Les mesures demandées aux quelque 18'500 agricultrices et agriculteurs d'IP Suisse sont réparties entre différents volets. Certaines d'entre elles concernent notamment la promotion de la biodiversité, comme l'instauration de prairies extensives qui ne sont pas touchées, d'ourlet dans les champs pour permettre à la faune de s'y abriter, ou l'installation de nichoirs sur les arbres de l'exploitation.
Depuis l'instauration de ce programme en 2008, des effets sur la faune et la flore locale ont pu être observés. "Des études ont démontré un réel impact positif au niveau de la biodiversité. Les mesures ont notamment ramené différentes espèces florales dans les champs", affirme Elodie Freymond, collaboratrice chez IP Suisse. Un nouveau programme Climat a d'ailleurs été instauré l'an dernier, proposant davantage de mesures respectueuses de l'environnement pour les productrices et producteurs.
Dans le canton de Fribourg, ce sont un peu plus de 120 exploitations agricoles inscrites à IP Suisse qui sont contrôlées chaque année par l'Association fribourgeoise des agriculteurs pratiquant une agriculture respectueuse de l'environnement et des animaux mandatée par le label (AFAPI). Parmi elles, celle de Jean-Philippe Yerly, agriculteur à Echarlens en Gruyère. Pour lui, répondre à ces exigences est naturel. "Je crois que l'agriculteur est conscient qu'il doit travailler avec la nature", explique-t-il, "C'est notre fidèle ami et notre outil de travail. Si on veut gagner notre vie correctement, on doit respecter tout ça."

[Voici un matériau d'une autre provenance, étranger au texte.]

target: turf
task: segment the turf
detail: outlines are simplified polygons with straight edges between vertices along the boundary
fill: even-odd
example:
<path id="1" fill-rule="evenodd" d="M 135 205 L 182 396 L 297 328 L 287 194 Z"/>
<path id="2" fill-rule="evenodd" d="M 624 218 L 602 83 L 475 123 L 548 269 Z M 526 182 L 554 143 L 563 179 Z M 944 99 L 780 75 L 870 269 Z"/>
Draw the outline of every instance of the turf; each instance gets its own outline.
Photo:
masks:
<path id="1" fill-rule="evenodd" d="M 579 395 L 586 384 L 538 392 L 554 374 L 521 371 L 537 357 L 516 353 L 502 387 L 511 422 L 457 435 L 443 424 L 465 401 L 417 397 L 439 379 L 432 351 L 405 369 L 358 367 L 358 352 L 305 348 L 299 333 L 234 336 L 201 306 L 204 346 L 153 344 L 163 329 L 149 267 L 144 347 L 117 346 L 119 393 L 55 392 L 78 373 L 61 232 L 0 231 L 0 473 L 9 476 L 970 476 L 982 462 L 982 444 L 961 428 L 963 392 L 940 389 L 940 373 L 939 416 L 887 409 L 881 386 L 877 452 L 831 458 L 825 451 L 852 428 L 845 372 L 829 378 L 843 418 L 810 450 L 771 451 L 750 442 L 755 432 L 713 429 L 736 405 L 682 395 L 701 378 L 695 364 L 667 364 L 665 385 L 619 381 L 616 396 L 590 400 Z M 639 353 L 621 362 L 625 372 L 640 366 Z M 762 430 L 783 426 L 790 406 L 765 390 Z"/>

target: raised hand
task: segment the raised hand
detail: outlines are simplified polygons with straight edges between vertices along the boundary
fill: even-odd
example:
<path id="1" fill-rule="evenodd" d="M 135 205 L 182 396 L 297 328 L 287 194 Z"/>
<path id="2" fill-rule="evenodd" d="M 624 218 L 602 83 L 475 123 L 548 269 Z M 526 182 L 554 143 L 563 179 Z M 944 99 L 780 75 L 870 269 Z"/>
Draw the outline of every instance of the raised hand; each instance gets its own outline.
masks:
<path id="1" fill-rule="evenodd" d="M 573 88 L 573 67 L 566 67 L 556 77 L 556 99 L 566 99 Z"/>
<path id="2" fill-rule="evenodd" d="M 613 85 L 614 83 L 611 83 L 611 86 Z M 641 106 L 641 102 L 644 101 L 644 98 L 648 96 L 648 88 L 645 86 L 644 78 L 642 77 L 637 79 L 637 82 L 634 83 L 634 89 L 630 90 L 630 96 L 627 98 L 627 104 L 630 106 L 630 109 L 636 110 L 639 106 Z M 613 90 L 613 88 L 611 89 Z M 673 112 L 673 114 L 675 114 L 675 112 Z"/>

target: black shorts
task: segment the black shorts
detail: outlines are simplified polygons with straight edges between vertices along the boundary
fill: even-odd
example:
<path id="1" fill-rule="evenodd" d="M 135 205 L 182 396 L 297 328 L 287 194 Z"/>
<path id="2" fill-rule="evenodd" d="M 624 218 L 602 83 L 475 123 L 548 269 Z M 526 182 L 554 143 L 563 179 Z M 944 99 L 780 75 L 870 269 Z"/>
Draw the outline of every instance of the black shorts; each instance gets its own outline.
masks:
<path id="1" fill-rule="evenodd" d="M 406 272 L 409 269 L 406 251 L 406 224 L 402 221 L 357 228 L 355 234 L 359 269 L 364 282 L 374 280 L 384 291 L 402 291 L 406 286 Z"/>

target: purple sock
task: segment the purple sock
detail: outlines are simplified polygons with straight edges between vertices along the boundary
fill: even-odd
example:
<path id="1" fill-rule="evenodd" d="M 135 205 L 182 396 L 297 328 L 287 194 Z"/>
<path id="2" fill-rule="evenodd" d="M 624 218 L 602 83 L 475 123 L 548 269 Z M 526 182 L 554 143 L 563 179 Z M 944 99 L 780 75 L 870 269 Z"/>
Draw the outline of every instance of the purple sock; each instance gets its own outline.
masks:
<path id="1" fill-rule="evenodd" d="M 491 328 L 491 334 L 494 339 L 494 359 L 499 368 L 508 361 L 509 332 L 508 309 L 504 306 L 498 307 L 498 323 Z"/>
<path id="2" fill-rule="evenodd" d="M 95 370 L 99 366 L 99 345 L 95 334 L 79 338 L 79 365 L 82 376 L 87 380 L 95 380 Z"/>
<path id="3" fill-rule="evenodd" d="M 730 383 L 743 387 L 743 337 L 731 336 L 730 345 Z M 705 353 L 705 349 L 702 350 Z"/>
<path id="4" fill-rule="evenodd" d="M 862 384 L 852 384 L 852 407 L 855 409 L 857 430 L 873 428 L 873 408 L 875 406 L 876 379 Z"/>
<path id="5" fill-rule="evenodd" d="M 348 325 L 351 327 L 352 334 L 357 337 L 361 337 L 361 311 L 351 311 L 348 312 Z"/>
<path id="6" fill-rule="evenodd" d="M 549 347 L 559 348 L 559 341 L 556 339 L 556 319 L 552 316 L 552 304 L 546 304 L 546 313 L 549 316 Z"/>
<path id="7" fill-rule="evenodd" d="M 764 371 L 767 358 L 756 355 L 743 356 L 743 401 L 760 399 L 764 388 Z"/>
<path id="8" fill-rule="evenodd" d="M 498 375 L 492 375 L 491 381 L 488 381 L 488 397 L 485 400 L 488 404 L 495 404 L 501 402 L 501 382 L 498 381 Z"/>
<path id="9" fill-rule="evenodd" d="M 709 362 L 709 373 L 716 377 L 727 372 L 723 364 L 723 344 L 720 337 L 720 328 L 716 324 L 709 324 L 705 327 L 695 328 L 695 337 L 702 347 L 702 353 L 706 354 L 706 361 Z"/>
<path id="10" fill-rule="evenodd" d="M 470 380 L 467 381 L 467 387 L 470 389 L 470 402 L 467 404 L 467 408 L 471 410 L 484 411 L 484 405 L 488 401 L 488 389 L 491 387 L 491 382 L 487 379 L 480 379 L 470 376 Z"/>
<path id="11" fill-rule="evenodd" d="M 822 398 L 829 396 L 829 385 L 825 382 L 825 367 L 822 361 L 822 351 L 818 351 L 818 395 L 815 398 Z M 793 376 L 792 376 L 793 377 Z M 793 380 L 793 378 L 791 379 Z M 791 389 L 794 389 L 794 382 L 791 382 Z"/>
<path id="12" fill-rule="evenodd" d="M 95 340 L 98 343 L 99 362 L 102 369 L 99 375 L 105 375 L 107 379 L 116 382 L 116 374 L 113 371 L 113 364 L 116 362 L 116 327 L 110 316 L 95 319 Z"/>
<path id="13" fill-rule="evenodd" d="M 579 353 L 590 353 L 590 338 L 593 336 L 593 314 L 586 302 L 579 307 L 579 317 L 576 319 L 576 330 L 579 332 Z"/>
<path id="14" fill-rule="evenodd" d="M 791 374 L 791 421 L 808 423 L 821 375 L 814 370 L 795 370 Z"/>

De plus, son exploitation laitière est vouée à la production pour le Gruyère AOP qui réclame déjà certaines exigences se retrouvant aussi dans le catalogue des mesures Biodiversité d'IP Suisse. Et l'obtention du label à la coccinelle lui apporte des plus-values. Il reçoit notamment 5 à 6 francs supplémentaires par 100 kg sur la production de son blé destiné au bétail. Les contrôles ne lui posent par ailleurs pas de problème. Par contre, l'agriculteur gruérien reconnaît que le côté administratif est tout de même plus gênant. "On est des gens de la terre plus que des gens de bureau, mais l'un ne va pas sans l'autre apparemment... même si on aimerait que toute cette paperasse diminue."